The effect of future climate change on surface ozone over North America, Europe, and East Asia is evaluated using present-day (2000s) and future (2100s) hourly surface ozone simulated by four global models. Future climate follows RCP8.5, while methane and anthropogenic ozone precursors are fixed at year-2000 levels. Climate change shifts the seasonal surface ozone peak to earlier in the year and increases the amplitude of the annual cycle. Increases in mean summertime and high-percentile ozone are generally found in polluted environments, while decreases are found in clean environments. We propose climate change augments the efficiency of precursor emissions to generate surface ozone in polluted regions, thus reducing precursor export to neighboring downwind locations. Even with constant biogenic emissions, climate change causes the largest ozone increases at high percentiles. In most cases, air quality extreme episodes become larger and contain higher ozone levels relative to the rest of the distribution.

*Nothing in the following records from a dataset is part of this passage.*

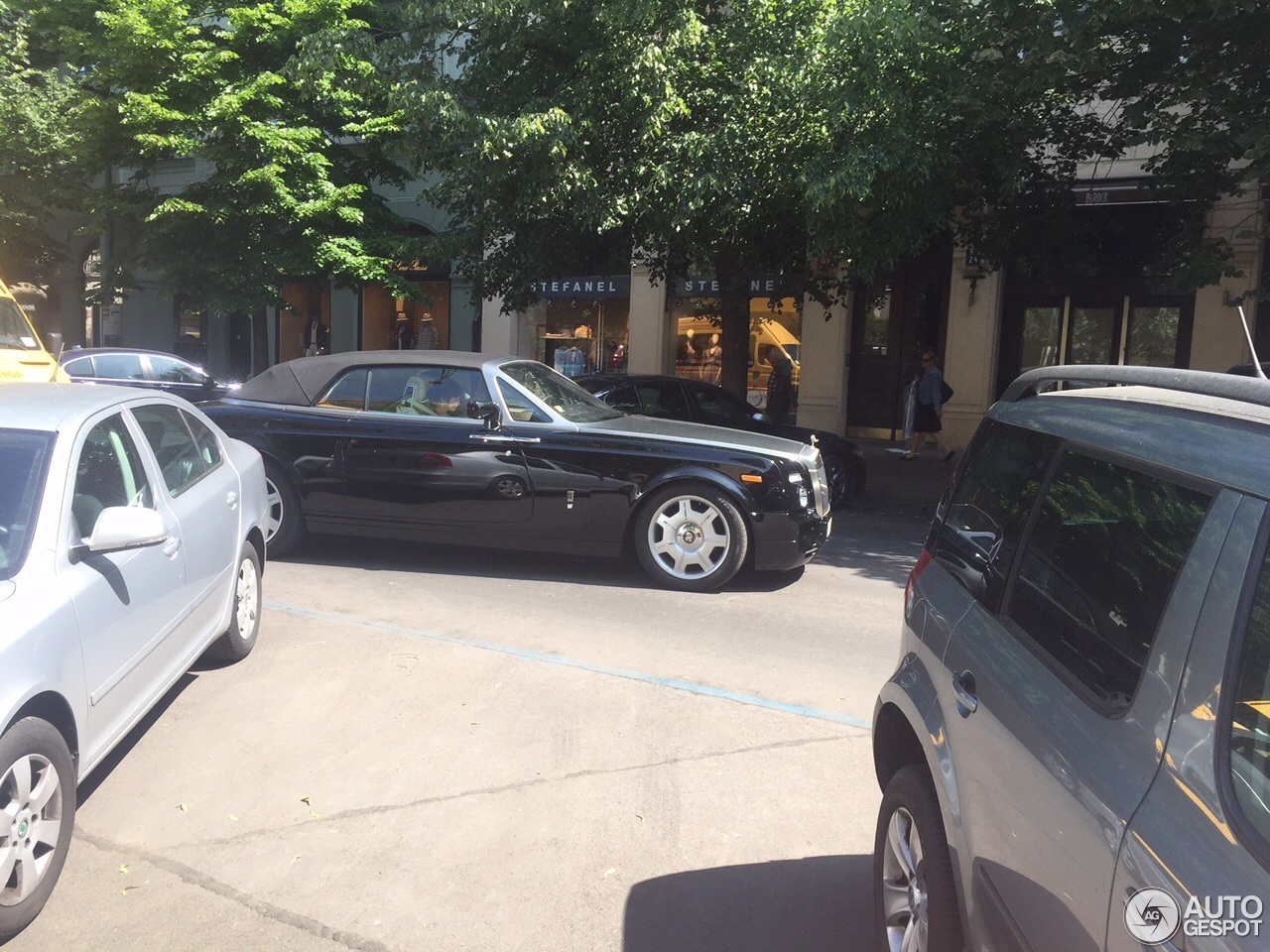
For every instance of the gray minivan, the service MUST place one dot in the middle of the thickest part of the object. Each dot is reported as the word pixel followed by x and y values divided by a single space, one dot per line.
pixel 1075 749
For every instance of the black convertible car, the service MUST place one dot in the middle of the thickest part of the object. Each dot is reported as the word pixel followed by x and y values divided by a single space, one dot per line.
pixel 677 399
pixel 506 452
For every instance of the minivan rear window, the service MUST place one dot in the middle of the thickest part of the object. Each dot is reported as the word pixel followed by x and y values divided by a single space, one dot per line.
pixel 1097 569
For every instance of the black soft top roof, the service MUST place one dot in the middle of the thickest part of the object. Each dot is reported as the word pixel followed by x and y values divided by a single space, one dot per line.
pixel 302 381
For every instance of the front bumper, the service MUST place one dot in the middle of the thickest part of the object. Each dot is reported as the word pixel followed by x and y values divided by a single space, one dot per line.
pixel 785 540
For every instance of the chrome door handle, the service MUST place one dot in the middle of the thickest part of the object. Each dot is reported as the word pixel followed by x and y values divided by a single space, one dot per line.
pixel 964 689
pixel 499 438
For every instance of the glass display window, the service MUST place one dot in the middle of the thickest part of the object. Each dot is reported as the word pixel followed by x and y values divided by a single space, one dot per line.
pixel 580 336
pixel 403 324
pixel 775 329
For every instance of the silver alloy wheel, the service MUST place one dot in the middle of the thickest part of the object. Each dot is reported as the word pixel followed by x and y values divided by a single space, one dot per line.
pixel 689 537
pixel 275 512
pixel 903 887
pixel 31 824
pixel 248 598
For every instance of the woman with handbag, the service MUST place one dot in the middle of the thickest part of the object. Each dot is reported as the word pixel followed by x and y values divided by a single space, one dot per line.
pixel 933 393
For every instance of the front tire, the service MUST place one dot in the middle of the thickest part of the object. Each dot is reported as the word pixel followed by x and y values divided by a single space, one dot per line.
pixel 37 798
pixel 693 538
pixel 916 900
pixel 285 522
pixel 236 644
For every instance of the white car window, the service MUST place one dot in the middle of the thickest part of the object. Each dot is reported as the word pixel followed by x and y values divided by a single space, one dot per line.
pixel 108 472
pixel 181 460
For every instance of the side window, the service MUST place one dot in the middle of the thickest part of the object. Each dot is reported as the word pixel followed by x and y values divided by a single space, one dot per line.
pixel 118 366
pixel 714 407
pixel 663 400
pixel 175 371
pixel 1098 567
pixel 989 508
pixel 425 391
pixel 1250 730
pixel 520 407
pixel 348 393
pixel 624 399
pixel 79 367
pixel 180 458
pixel 108 472
pixel 204 439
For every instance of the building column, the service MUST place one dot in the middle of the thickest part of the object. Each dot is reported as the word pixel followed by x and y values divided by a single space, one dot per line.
pixel 822 393
pixel 651 341
pixel 970 349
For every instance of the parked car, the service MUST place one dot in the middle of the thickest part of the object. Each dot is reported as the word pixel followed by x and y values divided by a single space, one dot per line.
pixel 504 452
pixel 23 356
pixel 150 370
pixel 131 543
pixel 1075 749
pixel 677 399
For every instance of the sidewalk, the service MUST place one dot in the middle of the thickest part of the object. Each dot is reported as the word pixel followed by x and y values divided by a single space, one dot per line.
pixel 902 486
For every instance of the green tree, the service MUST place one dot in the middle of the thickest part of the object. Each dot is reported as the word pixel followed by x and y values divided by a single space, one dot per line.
pixel 278 104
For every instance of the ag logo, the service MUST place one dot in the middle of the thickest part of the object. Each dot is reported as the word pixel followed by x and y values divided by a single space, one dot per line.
pixel 1152 916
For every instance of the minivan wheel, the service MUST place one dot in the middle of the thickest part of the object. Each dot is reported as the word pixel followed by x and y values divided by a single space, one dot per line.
pixel 691 538
pixel 236 644
pixel 915 892
pixel 37 816
pixel 285 524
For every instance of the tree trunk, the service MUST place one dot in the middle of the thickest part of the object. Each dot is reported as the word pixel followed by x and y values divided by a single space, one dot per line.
pixel 734 311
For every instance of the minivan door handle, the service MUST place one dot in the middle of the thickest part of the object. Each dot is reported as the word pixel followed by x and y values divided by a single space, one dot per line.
pixel 964 688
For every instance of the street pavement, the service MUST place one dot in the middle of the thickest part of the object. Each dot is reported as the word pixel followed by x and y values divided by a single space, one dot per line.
pixel 444 749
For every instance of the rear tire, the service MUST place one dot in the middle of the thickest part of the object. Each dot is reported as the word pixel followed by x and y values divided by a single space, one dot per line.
pixel 285 524
pixel 236 644
pixel 913 885
pixel 691 537
pixel 37 796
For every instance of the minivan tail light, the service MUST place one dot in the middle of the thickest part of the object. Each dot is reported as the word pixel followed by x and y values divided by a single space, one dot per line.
pixel 922 561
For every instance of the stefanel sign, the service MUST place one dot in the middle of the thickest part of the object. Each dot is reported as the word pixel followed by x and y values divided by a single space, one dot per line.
pixel 593 286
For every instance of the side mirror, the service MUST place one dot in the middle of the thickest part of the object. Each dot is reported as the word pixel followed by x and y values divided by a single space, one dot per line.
pixel 126 527
pixel 486 412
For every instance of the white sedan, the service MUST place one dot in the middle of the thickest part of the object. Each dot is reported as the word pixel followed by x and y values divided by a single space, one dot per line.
pixel 131 543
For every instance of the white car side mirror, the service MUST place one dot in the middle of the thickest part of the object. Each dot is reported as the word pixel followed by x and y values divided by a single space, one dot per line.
pixel 126 527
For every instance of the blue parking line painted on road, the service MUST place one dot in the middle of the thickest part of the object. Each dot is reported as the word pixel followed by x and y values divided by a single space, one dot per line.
pixel 672 683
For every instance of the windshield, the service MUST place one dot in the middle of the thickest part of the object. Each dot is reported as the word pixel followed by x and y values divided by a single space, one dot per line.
pixel 23 462
pixel 14 330
pixel 559 393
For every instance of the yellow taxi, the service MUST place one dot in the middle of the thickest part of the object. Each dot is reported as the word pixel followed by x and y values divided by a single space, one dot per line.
pixel 22 353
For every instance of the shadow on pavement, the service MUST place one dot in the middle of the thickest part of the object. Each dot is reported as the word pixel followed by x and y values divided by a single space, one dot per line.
pixel 812 905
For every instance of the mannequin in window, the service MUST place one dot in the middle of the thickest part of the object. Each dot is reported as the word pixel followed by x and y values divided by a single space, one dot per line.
pixel 429 336
pixel 403 334
pixel 712 361
pixel 317 338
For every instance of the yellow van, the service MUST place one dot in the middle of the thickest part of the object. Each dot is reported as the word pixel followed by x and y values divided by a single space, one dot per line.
pixel 695 341
pixel 22 354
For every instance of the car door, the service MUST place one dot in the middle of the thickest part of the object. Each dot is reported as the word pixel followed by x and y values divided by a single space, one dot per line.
pixel 414 458
pixel 203 495
pixel 128 603
pixel 1203 832
pixel 1057 693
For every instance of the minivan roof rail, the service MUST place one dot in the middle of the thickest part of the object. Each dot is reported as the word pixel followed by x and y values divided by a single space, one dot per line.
pixel 1248 390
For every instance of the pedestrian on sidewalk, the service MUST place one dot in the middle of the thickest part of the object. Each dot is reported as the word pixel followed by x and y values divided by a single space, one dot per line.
pixel 928 419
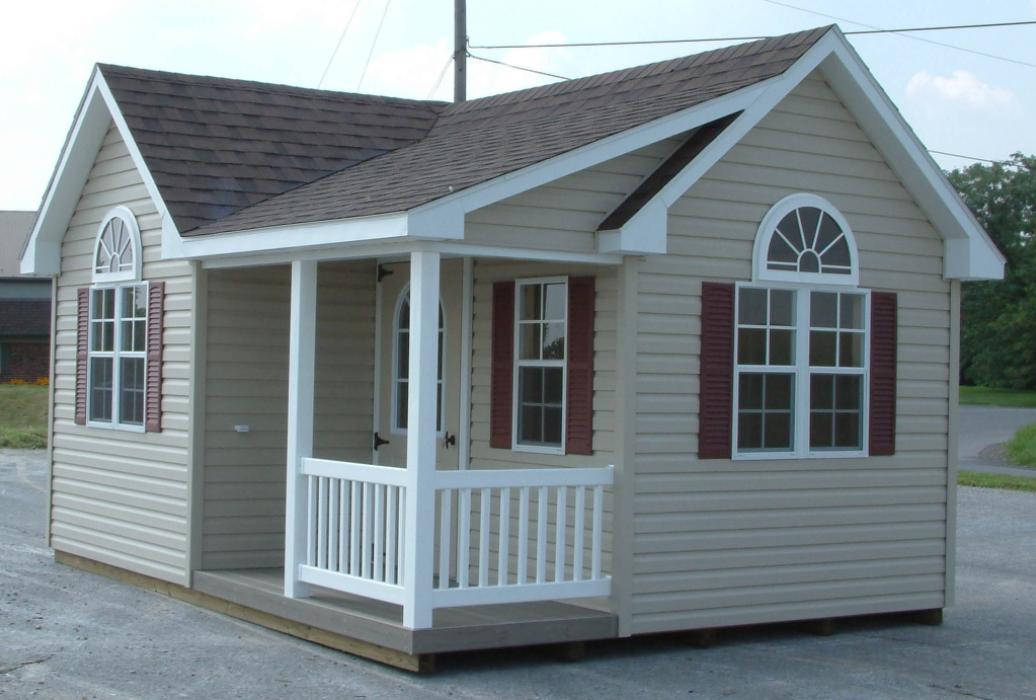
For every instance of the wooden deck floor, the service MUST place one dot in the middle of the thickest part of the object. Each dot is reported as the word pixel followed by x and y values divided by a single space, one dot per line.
pixel 381 623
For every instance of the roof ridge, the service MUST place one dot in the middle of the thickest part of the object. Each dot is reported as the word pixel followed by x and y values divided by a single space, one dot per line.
pixel 257 86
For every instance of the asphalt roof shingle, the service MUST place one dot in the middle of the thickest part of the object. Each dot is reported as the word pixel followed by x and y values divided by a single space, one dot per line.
pixel 232 155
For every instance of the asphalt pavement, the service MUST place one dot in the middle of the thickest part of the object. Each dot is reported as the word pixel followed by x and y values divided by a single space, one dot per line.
pixel 65 634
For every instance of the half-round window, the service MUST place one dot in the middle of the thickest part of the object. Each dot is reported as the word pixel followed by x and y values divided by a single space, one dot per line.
pixel 116 255
pixel 804 238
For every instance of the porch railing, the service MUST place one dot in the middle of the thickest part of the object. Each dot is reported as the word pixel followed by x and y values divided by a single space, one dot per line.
pixel 500 535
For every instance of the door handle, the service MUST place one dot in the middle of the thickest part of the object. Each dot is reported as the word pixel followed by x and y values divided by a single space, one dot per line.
pixel 378 441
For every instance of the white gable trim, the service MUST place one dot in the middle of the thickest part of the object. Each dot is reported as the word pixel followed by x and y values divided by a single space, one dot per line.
pixel 96 112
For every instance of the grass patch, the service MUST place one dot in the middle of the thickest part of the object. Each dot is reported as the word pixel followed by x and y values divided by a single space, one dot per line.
pixel 984 480
pixel 1022 448
pixel 23 416
pixel 983 396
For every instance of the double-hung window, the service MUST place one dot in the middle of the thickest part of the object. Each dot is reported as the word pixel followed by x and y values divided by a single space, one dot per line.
pixel 116 345
pixel 540 374
pixel 801 345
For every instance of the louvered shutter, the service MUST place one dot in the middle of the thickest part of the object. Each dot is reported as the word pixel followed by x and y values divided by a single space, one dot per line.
pixel 501 373
pixel 152 397
pixel 715 405
pixel 579 411
pixel 883 373
pixel 82 352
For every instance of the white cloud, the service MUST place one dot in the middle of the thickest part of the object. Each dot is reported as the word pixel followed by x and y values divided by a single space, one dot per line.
pixel 961 86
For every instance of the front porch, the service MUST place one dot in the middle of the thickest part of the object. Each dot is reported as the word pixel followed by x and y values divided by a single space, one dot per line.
pixel 436 549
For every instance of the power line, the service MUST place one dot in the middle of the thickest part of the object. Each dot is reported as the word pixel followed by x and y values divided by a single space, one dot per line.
pixel 377 33
pixel 871 31
pixel 345 29
pixel 517 67
pixel 916 38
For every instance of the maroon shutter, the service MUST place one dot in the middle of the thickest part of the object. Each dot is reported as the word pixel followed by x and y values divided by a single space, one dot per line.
pixel 715 405
pixel 152 397
pixel 501 375
pixel 82 352
pixel 883 373
pixel 579 420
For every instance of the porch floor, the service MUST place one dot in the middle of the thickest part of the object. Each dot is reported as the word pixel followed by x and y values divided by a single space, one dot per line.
pixel 381 623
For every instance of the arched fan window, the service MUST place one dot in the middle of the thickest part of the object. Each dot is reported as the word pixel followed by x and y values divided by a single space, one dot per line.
pixel 804 238
pixel 116 255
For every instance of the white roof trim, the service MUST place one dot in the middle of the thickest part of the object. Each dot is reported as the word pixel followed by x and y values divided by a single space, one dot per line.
pixel 95 113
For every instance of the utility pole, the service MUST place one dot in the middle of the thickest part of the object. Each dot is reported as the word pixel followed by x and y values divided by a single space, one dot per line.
pixel 460 51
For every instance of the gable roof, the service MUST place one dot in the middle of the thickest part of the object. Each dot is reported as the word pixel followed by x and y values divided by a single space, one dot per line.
pixel 216 146
pixel 479 140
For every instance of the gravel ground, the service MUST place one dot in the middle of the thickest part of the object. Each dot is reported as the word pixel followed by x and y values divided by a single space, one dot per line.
pixel 67 634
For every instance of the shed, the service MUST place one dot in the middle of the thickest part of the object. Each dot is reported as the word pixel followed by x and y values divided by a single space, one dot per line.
pixel 667 348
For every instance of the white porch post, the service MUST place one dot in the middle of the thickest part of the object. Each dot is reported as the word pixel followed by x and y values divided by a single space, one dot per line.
pixel 301 354
pixel 419 555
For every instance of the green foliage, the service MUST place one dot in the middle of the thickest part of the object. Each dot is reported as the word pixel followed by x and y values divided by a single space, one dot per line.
pixel 1022 448
pixel 23 416
pixel 998 338
pixel 983 396
pixel 996 480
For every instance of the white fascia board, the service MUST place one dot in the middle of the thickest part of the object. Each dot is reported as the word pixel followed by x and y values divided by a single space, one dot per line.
pixel 297 237
pixel 96 112
pixel 969 254
pixel 645 232
pixel 452 208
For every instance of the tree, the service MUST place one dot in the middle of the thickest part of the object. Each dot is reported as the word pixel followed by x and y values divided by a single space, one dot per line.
pixel 998 326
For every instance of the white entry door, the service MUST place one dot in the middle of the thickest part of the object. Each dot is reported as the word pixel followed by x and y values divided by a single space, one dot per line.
pixel 394 363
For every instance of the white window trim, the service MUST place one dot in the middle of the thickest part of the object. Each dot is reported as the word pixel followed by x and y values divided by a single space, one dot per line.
pixel 802 371
pixel 130 222
pixel 115 354
pixel 564 363
pixel 394 400
pixel 763 235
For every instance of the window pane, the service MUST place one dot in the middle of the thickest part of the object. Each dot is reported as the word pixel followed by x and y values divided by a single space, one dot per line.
pixel 851 311
pixel 823 310
pixel 822 391
pixel 529 302
pixel 821 430
pixel 847 430
pixel 750 391
pixel 552 426
pixel 822 348
pixel 752 307
pixel 749 431
pixel 530 385
pixel 851 350
pixel 132 390
pixel 553 341
pixel 809 217
pixel 101 388
pixel 553 385
pixel 530 424
pixel 751 346
pixel 781 347
pixel 402 405
pixel 528 345
pixel 781 307
pixel 554 301
pixel 778 431
pixel 847 392
pixel 778 394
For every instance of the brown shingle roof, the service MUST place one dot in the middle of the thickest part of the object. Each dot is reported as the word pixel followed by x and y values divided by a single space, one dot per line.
pixel 231 155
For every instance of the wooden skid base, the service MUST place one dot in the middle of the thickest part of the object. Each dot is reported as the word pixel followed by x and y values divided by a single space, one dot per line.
pixel 407 662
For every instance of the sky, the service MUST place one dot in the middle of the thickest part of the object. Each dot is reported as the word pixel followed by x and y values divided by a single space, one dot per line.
pixel 976 97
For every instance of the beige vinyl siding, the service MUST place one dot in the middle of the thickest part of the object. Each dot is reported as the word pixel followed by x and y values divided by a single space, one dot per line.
pixel 119 496
pixel 247 383
pixel 564 215
pixel 719 542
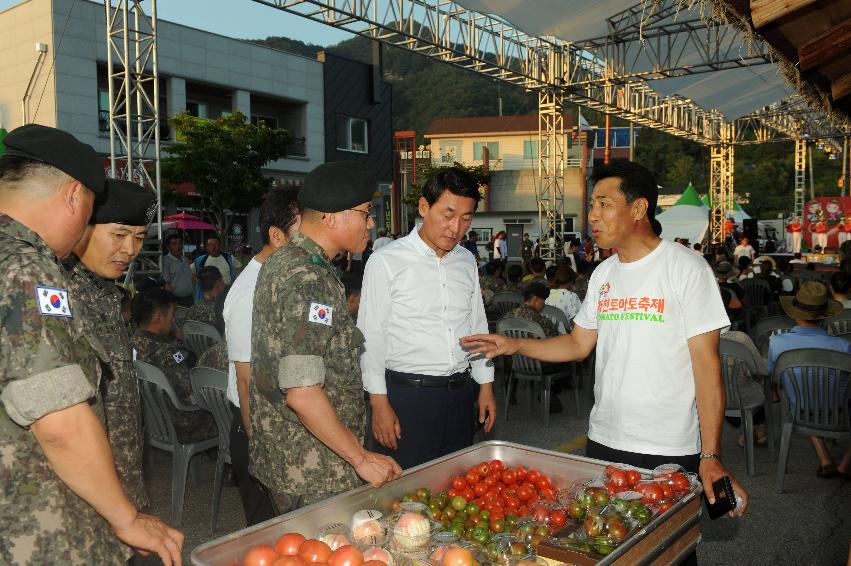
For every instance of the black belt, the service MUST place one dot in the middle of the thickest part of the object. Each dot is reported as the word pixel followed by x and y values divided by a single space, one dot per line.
pixel 455 381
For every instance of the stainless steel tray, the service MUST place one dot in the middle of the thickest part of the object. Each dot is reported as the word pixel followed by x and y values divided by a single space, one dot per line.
pixel 562 469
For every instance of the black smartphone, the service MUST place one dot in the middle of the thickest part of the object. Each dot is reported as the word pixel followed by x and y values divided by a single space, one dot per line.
pixel 725 498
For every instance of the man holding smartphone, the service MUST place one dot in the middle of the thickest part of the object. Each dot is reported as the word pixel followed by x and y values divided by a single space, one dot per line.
pixel 654 314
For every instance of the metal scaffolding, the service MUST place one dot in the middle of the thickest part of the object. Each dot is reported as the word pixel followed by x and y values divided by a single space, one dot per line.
pixel 134 113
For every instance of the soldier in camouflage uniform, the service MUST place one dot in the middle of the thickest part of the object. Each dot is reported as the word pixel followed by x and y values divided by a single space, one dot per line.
pixel 112 241
pixel 307 407
pixel 51 418
pixel 153 311
pixel 212 285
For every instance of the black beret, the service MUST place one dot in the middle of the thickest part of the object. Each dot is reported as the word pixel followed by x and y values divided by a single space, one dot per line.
pixel 125 202
pixel 337 186
pixel 58 149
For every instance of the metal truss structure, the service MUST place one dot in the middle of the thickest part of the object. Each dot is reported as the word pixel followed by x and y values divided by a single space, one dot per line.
pixel 551 159
pixel 134 114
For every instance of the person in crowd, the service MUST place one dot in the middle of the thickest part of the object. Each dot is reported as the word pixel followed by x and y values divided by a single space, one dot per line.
pixel 527 250
pixel 420 295
pixel 212 287
pixel 228 264
pixel 840 287
pixel 176 272
pixel 382 240
pixel 305 383
pixel 154 342
pixel 280 218
pixel 514 275
pixel 537 272
pixel 811 305
pixel 651 293
pixel 63 497
pixel 744 249
pixel 111 242
pixel 562 295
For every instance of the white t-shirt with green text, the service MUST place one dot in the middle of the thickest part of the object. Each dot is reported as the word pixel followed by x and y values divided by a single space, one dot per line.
pixel 644 313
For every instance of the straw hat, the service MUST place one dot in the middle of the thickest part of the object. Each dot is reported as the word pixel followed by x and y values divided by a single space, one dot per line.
pixel 812 302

We test the current generation of global chemistry-climate models in their ability to simulate observed, present-day surface ozone. Models are evaluated against hourly surface ozone from 4217 stations in North America and Europe that are averaged over 1° × 1° grid cells, allowing commensurate model-measurement comparison. Models are generally biased high during all hours of the day and in all regions. Most models simulate the shape of regional summertime diurnal and annual cycles well, correctly matching the timing of hourly (~ 15:00) and monthly (mid-June) peak surface ozone abundance. The amplitude of these cycles is less successfully matched. The observed summertime diurnal range (~ 25 ppb) is underestimated in all regions by about 7 ppb, and the observed seasonal range (~ 21 ppb) is underestimated by about 5 ppb except in the most polluted regions where it is overestimated by about 5 ppb. The models generally match the pattern of the observed summertime ozone enhancement, but they overestimate its magnitude in most regions. Most models capture the observed distribution of extreme episode sizes, correctly showing that about 80% of individual extreme events occur in large-scale, multi-day episodes of more than 100 grid cells. The observed linear relationship showing increases in ozone by up to 6 ppb for larger-sized episodes is also matched.